Questa visione entra in tensione con la posizione di Leslie Lamport, secondo cui “scrivere codice non è programmare“. Per Lamport, la progettazione formale, la logica e la precisione nella modellazione dei sistemi sono fondamentali e non possono essere sostituite da prompt in linguaggio naturale. Il rischio, secondo lui, è costruire sistemi opachi e fragili, difficili da verificare, soprattutto in ambiti dove l’affidabilità è critica. Karpathy, al contrario, scommette sul fatto che i LLM possano diventare runtime affidabili, purché guidati e contenuti tramite GUI, strutture di audit e strategie di progettazione nuove.
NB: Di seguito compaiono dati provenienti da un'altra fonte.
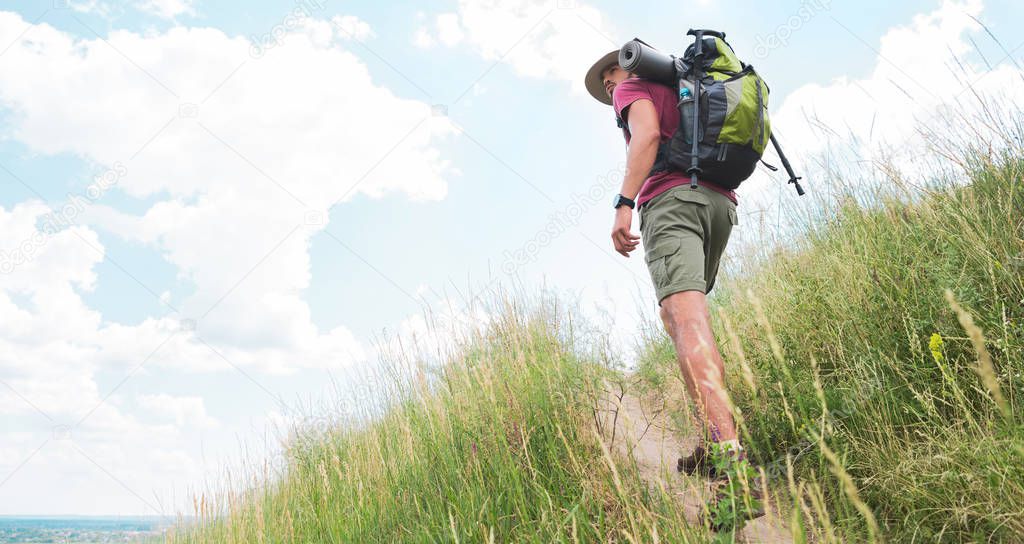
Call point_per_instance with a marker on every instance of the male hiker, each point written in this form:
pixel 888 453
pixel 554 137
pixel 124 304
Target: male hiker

Brian Kernighan si colloca su un altro piano: pragmatico, radicato nell’esperienza, sostiene che gli LLM siano validi strumenti di supporto, ma la competenza nel codice resta centrale. Per lui, la programmazione tradizionale è viva, anche se affiancata da assistenti intelligenti. A differenza di Karpathy, non vede nel linguaggio naturale un sostituto del codice, ma un potenziamento dell’attività umana, che però richiede sempre il controllo dell’esperto.
In definitiva, Karpathy guarda avanti con ottimismo verso un futuro prompt-driven, Lamport richiama all’importanza del pensiero formale, mentre Kernighan tiene saldo il legame con la concretezza della programmazione tradizionale.